Selon l’art. 67a de la loi fédérale sur l'entraide internationale en matière pénale du 20 mars 1981 (EIMP - RS 351.1), l’autorité de poursuite pénale peut transmettre spontanément à une autorité étrangère des moyens de preuve qu’elle a recueillis au cours de sa propre enquête, lorsqu’elle estime que cette transmission : a) est de nature à permettre d’ouvrir une poursuite pénale; ou b) peut faciliter le déroulement d’une enquête en cours (al. 1). La transmission d’un moyen de preuve à un État avec lequel la Suisse n’est pas liée par un accord international requiert l’autorisation de l’office fédéral (al. 3). Toute transmission spontanée doit figurer dans un procès-verbal (al. 6).

En matière d'entraide pénale internationale, sous réserve de l'obligation faite aux autorités de consigner toute transmission spontanée dans un procès-verbal (art. 67a de la loi fédérale sur l'entraide internationale en matière pénale du 20 mars 1981 [EIMP - RS 351.1]), le législateur a non seulement renoncé à édicter toute prescription de forme, mais a même envisagé la possibilité de communication informelle, téléphonique ou verbale, entre les autorités, de tels contacts informels restant dans la nature des choses (ATF 139 IV 137 consid. 4.6.1 ; arrêts du Tribunal pénal fédéral RR.2018.342-347 du 22 février 2019 consid. 3 ; RR.2013.203-204 du 28 février 2014 consid. 2.3.2 ; JdT 2015 IV p. 125, 142).

Selon l’art. 11 al. 1 du Protocole additionnel à la Convention européenne d'entraide judiciaire en matière pénale du 8 novembre 2001 (RS 0.351.12) et X ch. 1 de l'Accord du 28 octobre 1996 entre le Conseil fédéral suisse et le Gouvernement de la République française en vue de compléter la Convention européenne d'entraide judiciaire en matière pénale du 20 avril 1959 (RS 0.351.934.92), sans préjudice de leurs propres investigations ou procédures, les autorités compétentes d'une partie peuvent, sans demande préalable, transmettre aux autorités compétentes d'une autre partie des informations recueillies dans le cadre de leur propre enquête lorsqu'elles estiment que la communication de ces informations pourrait aider la partie destinataire à engager ou à mener à bien des investigations ou des procédures, ou lorsque ces informations pourraient aboutir à une demande formulée par cette partie en vertu de la Convention ou de ses protocoles.

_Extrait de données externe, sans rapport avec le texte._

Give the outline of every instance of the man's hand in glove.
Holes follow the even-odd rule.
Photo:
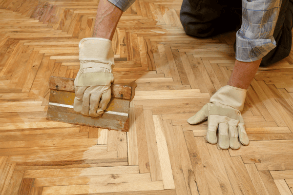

5) En l’espèce, le comportement reproché au recourant et lui ayant valu la sanction litigeuse s’est déroulé sur le sol français, après que la police a eu l’autorisation du CCPD d’y intervenir dans le cadre d’une course poursuite commencée en Suisse. Les images querellées proviennent de caméras de vidéosurveillance installées sur le domaine public. Elles ont été exploitées, sans que le recourant n’y trouve rien à redire, dans le cadre de la procédure pénale instruite à son encontre ayant donné lieu à l’ordonnance de refus d’entrer en matière du procureur général du 10 septembre 2021 précitée. Le recourant y a d’emblée été confronté par l’IGS. Cette dernière a obtenu ces images de la commandante de la police qui les avait elle-même reçues en pièces jointes au courriel de son homologue français du 2 août 2017 précité.

Le recourant ne démontre pas que la transmission de ces images serait intervenue en violation du droit français ou du Protocole additionnel précité.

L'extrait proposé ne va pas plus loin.